Data and Datasets overview

This note provides some background on various notions of "data" and "dataset" related to Schema.org.

Schema.org as a project, and as a collection of terms, is entirely devoted to data. In other words, it always provides, characterises, describes, or encodes some form of data. Schema.org defines particular types such as Event, NewsArticle, Review, Person, as well as properties that characterize and interlink instances of these types. For example, the alumni property links people with educational organizations. The alumni property exists to provide information about people being alumni of organizations; Volcano exists to provide information about volcanoes, and so on. However, there can sometimees be confusion when the thing we are providing information about, is itself thought of as (typically a bundle of) data.

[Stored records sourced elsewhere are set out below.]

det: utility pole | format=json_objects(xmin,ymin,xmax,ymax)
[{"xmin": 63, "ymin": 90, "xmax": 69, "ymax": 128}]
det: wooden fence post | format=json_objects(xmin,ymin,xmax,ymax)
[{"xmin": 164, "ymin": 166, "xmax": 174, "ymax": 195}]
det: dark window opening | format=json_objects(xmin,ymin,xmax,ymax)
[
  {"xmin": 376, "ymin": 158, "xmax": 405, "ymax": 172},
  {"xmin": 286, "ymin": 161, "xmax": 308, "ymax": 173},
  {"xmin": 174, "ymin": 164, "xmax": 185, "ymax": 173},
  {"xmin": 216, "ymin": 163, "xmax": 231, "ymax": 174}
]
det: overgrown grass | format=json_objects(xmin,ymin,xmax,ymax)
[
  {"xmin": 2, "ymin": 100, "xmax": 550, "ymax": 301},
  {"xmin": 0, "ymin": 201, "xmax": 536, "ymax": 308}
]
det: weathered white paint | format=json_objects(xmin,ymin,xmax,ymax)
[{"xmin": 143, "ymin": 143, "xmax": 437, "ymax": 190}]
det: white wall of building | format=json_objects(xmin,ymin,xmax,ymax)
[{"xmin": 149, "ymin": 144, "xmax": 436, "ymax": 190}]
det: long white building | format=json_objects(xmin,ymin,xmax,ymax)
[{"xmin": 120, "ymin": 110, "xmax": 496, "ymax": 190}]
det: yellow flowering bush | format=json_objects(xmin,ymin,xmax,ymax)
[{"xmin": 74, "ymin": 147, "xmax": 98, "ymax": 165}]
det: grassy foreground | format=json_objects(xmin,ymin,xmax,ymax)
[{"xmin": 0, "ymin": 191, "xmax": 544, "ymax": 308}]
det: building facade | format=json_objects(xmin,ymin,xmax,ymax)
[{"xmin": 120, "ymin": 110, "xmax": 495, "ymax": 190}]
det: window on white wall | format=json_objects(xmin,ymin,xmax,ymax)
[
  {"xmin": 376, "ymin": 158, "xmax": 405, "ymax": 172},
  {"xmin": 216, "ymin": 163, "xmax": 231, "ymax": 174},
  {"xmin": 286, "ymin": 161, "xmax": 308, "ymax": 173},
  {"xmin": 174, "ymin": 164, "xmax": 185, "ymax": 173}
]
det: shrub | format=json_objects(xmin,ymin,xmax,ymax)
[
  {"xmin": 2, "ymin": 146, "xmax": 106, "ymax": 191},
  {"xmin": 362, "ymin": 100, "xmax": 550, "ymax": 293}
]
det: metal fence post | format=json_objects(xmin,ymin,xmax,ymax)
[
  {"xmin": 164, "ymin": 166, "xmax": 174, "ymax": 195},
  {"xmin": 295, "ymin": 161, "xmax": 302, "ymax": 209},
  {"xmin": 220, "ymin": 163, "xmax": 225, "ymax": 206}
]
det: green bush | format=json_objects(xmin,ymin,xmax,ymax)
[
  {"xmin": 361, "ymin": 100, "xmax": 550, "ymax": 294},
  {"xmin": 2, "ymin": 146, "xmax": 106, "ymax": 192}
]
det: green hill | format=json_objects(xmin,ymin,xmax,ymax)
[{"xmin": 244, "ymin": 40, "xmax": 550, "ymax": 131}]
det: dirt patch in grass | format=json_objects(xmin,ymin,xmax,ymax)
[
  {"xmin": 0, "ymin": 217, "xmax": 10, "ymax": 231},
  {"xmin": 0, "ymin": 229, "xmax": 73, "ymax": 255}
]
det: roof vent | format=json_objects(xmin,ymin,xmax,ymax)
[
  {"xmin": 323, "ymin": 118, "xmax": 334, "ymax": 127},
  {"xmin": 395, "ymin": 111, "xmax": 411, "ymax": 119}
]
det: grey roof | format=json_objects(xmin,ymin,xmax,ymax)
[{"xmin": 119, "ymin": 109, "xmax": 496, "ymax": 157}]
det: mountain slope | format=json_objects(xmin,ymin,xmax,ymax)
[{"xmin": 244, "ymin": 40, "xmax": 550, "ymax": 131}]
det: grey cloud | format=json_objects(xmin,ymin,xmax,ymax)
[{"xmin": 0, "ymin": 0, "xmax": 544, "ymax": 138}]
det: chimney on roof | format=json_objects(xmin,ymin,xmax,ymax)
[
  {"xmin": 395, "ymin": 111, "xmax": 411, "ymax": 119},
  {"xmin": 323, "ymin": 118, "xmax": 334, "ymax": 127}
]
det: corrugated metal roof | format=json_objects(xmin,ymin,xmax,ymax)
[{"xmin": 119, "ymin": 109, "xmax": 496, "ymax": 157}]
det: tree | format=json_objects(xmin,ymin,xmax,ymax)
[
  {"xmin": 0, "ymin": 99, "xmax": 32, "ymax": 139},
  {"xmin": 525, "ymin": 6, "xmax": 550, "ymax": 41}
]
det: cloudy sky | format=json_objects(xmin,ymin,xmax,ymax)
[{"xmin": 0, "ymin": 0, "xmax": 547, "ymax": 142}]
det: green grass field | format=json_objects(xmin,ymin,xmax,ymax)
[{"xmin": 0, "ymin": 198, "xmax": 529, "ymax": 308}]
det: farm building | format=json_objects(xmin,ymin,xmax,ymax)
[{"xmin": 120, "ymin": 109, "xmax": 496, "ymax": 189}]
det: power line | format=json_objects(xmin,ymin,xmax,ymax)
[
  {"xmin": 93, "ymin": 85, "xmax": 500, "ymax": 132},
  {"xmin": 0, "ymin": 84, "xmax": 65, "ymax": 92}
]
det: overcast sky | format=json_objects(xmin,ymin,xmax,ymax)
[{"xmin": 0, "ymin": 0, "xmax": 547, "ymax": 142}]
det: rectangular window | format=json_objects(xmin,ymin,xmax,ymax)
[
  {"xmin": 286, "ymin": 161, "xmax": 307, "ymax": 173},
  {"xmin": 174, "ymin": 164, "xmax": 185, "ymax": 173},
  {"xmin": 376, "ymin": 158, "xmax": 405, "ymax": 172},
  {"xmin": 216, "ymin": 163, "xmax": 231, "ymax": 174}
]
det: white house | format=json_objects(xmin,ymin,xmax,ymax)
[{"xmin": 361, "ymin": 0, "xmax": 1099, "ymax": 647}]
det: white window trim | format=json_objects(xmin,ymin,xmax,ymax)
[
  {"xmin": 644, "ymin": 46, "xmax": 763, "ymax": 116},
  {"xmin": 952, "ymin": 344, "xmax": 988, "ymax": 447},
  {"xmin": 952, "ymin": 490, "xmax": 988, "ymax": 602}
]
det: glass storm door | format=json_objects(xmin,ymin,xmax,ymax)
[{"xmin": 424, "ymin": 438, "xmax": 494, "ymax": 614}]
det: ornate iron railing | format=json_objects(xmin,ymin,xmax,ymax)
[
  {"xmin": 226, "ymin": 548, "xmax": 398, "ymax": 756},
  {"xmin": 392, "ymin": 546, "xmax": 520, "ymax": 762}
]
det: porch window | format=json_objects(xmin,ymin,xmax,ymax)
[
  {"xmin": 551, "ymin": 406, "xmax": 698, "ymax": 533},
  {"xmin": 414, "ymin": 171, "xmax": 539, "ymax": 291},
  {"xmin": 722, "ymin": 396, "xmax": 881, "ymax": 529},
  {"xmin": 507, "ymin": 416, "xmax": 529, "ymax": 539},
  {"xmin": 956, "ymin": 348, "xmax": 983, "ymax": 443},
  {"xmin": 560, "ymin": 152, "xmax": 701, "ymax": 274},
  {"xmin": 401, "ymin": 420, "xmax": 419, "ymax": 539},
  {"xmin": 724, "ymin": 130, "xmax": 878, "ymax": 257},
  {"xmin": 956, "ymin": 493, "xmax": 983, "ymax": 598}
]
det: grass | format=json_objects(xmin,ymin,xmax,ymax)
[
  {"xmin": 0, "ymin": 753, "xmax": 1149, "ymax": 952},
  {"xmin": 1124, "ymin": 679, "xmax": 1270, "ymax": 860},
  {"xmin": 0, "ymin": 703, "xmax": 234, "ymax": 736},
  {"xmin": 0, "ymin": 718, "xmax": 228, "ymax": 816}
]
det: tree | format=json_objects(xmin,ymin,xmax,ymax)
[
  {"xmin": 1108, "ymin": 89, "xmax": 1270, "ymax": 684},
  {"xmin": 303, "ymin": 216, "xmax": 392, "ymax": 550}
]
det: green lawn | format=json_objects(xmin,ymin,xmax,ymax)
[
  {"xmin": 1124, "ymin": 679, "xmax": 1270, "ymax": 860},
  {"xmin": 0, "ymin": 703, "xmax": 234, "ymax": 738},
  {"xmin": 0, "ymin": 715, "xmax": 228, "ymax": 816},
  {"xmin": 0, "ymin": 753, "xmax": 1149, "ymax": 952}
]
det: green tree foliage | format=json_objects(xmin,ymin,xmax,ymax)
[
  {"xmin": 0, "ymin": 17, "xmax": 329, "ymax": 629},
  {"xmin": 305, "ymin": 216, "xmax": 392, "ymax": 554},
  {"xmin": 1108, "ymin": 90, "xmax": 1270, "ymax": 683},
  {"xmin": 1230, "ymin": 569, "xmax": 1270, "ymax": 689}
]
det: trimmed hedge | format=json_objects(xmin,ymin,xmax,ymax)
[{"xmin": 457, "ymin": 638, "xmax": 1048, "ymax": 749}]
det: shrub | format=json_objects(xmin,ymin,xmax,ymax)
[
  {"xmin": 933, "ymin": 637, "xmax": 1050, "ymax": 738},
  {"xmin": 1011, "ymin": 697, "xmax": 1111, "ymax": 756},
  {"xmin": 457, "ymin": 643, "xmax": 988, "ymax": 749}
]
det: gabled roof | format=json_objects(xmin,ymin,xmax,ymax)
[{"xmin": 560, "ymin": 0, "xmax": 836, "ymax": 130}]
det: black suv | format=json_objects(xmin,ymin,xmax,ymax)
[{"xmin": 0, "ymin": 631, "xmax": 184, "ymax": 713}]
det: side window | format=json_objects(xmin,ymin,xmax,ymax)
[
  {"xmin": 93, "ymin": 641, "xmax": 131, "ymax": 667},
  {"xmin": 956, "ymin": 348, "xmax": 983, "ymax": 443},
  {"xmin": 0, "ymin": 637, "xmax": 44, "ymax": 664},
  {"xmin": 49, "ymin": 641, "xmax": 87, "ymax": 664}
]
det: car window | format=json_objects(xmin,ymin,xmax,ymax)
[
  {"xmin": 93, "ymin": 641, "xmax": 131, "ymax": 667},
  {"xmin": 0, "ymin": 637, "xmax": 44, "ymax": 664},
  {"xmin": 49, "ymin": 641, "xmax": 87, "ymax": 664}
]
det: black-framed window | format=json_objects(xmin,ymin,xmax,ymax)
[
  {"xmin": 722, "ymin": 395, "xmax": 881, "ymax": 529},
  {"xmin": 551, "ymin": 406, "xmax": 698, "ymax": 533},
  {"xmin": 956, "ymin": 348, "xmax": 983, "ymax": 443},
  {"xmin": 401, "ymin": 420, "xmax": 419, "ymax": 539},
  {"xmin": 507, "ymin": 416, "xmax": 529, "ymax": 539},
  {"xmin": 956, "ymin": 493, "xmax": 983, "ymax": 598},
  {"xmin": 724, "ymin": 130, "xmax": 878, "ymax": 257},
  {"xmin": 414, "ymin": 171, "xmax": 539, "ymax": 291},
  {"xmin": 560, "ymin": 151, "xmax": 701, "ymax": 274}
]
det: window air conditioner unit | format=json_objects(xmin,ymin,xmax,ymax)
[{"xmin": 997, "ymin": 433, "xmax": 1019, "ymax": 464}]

Schema.org itself also contains some dedicated vocabulary that can be used in applications which publish, discover or integrate different kinds of data. Just as schema.org defines vocabulary to help describe people, volcanos and public toilets, it can also be used to describe data. This capability is in addition to schema.org's general nature as a collection of structured data schemas, and complements numerous other data-related formats and standards.

In particular, schema.org defines vocabulary for providing Dataset metadata, alongside (proposed) vocabulary for describing aggregate statistics:

To take a specific example, the Volcano type in schema.org is useful for volcano data, but in a different way from a Dataset type being used to describe a collection of data about volcanos (e.g. in CSV or XML format). Similarly, the Population / Observation types can be used to represent aggregate statistics of "populations" of volcanos. While http://schema.org/Volcano can be used to directly provide information about specific volcanos; the http://schema.org/Dataset and http://schema.org/Observation types emphasise the data level of abstraction more directly.

Other related work includes W3C's CSVW and RDF Data Cube specifications, as well as the DSPL 2.0 specification. DSPL 2.0 combines Schema.org for per-dataset metadata with the use of CSV files to represent code lists, enumerations and statistical observations. DSPL2 provides an explicit high-fidelity representation of datasets in their own terms, rather than mapping everything into Schema.org.

These technologies all in turn depend on lower-level standards, such as for JSON-LD, RDFa, Microdata, XML, Unicode etc., and share a broadly RDF-like approach to representing information. There are also related standards from W3C and elsewhere dedicated to lifting factual data out of various kinds of dataset, into RDF statements that use vocabularies such as Schema.org. For examples, see R2RML, which addresses this for SQL; GRDDL for XML via XSLT; the CSVW to RDF mappings for static tabular data, and JSON-LD's context mechanism for certain forms of JSON data.